Secure transaction server is verified supplier's authentication request and visit supplier's subscriber authorisation;
Secure transaction server transmits the authentification of user result according to described checking to supplier's computer system; And
According to the authentification of user result who transmits from secure transaction server, authorized user visit supplier computer system.
4, method according to claim 3, wherein, the step that the user attempts visiting supplier's computer system may further comprise the steps: submit an operational motion request to supplier's computer system.
5, method according to claim 3, wherein, the mobile device authenticating party is the mobile phone that can be connected communicatedly with mobile telephone network, wireless Internet or aforesaid any combination as wireless network, and described method further may further comprise the steps:
The Mobile Directory Number that supplier's computer system will be used to visit the user cipher of this computer system and user name and mobile phone associate and
When the user attempted visiting supplier's computer system, the user only imported Mobile Directory Number at supplier's computer systems division.
6, method according to claim 3, wherein, the step that the user attempts visiting supplier's computer system may further comprise the steps: use username and password to sign in to supplier's computer system.
7, method according to claim 3, wherein, wireless network is the Internet, and described method further may further comprise the steps:
But secure transaction server writes down the Internet Protocol address that transmits a plurality of mobile device authenticating parties of user's authentication authorization request to secure transaction server,
Wherein, secure transaction server further may further comprise the steps supplier's authentication request and visit supplier's the step verified of subscriber authorisation: the Internet Protocol address of each mobile device authenticating party is compared with corresponding parameters for authentication.

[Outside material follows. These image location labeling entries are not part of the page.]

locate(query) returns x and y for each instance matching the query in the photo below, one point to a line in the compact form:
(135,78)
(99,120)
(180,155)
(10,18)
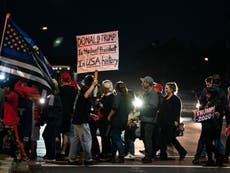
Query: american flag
(21,58)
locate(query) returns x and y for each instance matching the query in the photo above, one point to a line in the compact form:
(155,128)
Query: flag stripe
(24,75)
(21,64)
(21,58)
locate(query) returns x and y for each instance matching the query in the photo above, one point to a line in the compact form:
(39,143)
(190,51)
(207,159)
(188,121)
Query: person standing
(169,120)
(82,136)
(67,94)
(148,117)
(118,118)
(227,131)
(52,112)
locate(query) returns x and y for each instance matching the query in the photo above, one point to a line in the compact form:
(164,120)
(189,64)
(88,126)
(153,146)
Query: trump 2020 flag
(21,58)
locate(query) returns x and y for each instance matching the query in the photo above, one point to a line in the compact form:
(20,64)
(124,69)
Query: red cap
(65,77)
(159,87)
(73,83)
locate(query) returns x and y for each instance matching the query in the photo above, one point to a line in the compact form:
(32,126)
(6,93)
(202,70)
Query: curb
(6,163)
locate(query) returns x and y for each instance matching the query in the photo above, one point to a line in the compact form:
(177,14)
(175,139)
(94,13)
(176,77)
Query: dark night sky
(139,23)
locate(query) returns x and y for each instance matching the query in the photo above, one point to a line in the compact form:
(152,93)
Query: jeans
(117,143)
(82,138)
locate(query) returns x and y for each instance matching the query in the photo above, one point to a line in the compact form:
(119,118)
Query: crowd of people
(75,114)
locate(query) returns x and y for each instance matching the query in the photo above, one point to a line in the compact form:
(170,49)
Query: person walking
(169,120)
(118,118)
(148,117)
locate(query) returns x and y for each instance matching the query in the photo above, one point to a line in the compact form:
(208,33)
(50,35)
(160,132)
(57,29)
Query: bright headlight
(137,102)
(42,100)
(198,104)
(2,76)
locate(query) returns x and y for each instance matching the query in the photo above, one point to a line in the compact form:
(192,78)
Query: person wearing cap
(118,118)
(52,113)
(223,109)
(81,118)
(169,120)
(67,94)
(106,102)
(148,117)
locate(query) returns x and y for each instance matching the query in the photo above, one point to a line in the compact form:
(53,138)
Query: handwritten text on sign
(97,52)
(204,114)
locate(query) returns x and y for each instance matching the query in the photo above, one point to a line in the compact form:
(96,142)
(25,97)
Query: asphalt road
(189,141)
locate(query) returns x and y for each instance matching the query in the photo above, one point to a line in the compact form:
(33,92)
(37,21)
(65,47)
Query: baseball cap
(159,87)
(65,77)
(148,79)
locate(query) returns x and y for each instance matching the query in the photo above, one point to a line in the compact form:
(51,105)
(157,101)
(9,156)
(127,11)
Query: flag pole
(3,33)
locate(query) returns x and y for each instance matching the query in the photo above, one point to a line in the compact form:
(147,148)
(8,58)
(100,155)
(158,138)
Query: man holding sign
(208,116)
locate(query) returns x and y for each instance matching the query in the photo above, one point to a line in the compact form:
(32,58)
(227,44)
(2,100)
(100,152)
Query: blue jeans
(82,138)
(117,143)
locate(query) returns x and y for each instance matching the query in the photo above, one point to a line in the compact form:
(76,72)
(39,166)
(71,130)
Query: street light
(57,41)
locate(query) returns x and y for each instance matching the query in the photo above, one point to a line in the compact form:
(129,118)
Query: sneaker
(88,162)
(129,157)
(118,160)
(182,156)
(142,151)
(50,160)
(146,160)
(195,162)
(74,162)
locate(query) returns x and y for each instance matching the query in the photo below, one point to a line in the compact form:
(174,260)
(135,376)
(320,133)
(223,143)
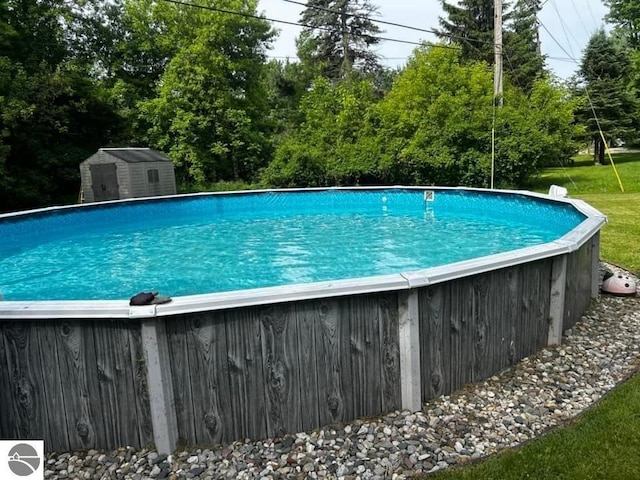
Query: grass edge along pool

8, method according to claim 3, wherein, the step that transmits the authentification of user result to supplier's computer system further may further comprise the steps: transmit Validation Code by secure transaction server to the mobile device authenticating party and to supplier's computer system,
Wherein, supplier's computer system is authorized visit in response to authentification of user result and user's input validation code of secure transaction server.
9, method according to claim 3, wherein, supplier's computer system comprises the internet website log-on webpage, and transactional marking is presented on this log-on webpage, as distinguishing computing machine and human full-automatic openly turing test.
10, method according to claim 1, wherein, the mobile device authenticating party is and the mobile phone that can be connected communicatedly as the mobile telephone network of wireless network or wireless Internet or aforesaid any combination.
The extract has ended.